Eğer uzlaşamazlar ve parti içinde sert karşılaşmalar ortaya çıkarsa, bir kısmının partiden kopması gündeme gelebilir. Belki daha önce partiden ayrılmış Muharrem İnce gibi isimlerle birlikte yeni bir partileşme çabası içine girebilirler.
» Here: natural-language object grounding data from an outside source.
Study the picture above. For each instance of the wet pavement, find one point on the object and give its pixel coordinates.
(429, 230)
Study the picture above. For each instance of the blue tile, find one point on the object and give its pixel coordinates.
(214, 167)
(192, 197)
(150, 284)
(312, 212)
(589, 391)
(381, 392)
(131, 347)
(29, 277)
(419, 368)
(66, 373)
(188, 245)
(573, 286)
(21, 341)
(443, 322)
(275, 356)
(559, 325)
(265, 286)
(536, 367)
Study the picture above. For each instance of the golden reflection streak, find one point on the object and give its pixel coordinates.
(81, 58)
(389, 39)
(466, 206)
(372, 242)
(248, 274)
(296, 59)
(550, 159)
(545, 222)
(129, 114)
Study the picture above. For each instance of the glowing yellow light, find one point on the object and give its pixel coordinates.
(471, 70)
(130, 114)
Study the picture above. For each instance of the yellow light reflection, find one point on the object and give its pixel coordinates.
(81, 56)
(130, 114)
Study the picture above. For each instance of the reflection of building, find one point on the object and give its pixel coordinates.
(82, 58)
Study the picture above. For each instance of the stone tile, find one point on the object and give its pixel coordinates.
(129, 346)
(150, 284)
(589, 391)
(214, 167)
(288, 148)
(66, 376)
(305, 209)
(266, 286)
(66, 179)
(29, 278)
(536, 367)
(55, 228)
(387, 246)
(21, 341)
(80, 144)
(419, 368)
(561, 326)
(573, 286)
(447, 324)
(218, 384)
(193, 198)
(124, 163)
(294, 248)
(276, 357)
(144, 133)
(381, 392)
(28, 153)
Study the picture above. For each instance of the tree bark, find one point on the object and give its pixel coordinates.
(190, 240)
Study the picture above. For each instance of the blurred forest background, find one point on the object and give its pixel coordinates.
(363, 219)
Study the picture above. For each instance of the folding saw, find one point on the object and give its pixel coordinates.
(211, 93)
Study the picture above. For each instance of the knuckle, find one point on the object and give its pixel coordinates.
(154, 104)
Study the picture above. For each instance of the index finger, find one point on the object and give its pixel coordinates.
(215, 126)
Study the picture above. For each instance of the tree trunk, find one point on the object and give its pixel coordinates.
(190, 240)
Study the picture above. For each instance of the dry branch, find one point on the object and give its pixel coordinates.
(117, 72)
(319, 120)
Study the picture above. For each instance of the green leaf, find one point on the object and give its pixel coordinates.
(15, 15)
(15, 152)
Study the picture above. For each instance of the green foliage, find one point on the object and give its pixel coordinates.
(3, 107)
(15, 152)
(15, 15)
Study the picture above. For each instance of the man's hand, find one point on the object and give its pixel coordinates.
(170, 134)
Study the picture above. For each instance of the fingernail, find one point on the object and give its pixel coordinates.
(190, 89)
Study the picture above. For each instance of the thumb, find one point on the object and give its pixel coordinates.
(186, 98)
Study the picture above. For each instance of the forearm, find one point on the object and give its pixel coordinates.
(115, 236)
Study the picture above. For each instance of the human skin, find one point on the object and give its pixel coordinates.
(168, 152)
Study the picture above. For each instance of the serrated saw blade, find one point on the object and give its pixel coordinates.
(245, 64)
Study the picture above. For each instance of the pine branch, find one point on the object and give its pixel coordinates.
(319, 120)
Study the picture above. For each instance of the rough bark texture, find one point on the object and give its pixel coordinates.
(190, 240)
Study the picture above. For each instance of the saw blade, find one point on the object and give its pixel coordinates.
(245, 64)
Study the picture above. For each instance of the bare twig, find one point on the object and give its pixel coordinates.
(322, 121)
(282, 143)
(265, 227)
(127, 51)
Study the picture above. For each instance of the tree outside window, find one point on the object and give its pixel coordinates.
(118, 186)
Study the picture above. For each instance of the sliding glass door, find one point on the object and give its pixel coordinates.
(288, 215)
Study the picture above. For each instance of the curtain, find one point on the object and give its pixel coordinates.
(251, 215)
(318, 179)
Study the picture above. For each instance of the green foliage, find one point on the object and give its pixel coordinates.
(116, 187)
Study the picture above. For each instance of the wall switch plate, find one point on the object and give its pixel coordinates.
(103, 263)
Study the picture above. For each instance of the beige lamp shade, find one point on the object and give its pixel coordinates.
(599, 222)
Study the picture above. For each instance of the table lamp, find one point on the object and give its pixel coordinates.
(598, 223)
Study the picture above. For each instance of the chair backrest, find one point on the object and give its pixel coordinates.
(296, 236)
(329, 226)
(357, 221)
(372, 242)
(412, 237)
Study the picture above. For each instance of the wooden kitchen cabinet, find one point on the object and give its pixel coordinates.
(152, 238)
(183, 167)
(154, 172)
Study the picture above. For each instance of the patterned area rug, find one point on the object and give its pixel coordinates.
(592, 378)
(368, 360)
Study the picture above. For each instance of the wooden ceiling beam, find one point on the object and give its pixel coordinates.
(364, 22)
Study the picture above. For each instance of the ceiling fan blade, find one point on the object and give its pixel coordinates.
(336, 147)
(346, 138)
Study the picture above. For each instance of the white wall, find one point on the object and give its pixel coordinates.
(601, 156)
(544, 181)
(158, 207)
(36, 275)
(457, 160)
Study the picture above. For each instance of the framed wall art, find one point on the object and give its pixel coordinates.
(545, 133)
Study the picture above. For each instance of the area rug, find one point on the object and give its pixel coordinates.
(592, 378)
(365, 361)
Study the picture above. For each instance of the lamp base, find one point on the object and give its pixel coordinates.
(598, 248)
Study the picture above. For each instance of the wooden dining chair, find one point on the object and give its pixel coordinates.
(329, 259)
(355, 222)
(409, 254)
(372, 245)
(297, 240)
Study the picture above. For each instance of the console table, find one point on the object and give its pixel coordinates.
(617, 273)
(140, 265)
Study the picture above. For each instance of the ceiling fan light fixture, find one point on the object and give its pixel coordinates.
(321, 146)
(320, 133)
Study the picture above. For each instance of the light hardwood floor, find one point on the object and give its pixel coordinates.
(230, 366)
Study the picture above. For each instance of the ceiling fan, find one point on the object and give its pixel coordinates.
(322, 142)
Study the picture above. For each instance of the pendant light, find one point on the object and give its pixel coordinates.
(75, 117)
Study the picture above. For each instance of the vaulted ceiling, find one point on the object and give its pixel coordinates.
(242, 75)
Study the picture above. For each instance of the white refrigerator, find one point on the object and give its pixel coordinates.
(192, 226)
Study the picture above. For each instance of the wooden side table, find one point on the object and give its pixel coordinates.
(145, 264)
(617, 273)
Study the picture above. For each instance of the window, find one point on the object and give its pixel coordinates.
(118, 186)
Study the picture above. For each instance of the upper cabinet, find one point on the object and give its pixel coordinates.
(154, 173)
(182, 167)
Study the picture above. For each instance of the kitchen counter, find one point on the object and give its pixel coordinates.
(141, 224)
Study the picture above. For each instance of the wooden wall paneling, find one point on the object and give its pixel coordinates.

Böyle bir girişimin toplumdan ne kadar destek bulacağını bilmek zor. İmamoğlu ve arkadaşlarının değişimden neyi kastettiklerini tam olarak bilmiyoruz. İmamoğlu, Kılıçdaroğlu’nun “helalleşme” stratejisini nasıl yorumluyor?
CHP’nin son yıllarda Kılıçdaroğlu’nun önderliğinde demokrasi cephesi kurma çabalarını destekliyor mu? 6’lı masa, Türkiye’nin ihtiyacı olan uzlaşmayı sağlamak adına bir açılımdı. Kılıçdaroğlu, bu ittifak içinde, “farklılıklarımızla birlikte demokrasiyi kurabiliriz” diyen bir çizgiyi ısrarla sürdürdü.
CHP’nin devletçi-otoriter yapısını farklılaştıran adımlar atmaya çalıştı. Yapılanlarda bazı eksik veya fazlalar, doğrular ve yanlışlar olsa bile temel niyet buydu. İmamoğlu’nun işte CHP’deki bu değişimi nasıl yorumladığını merak ediyorum.
Şu açık: Değişim sadece liderin isminin değişmesiyle olmaz. CHP’de değişim tartışmalarının ilkeler üzerinden yürütülmesi daha anlamlı olur.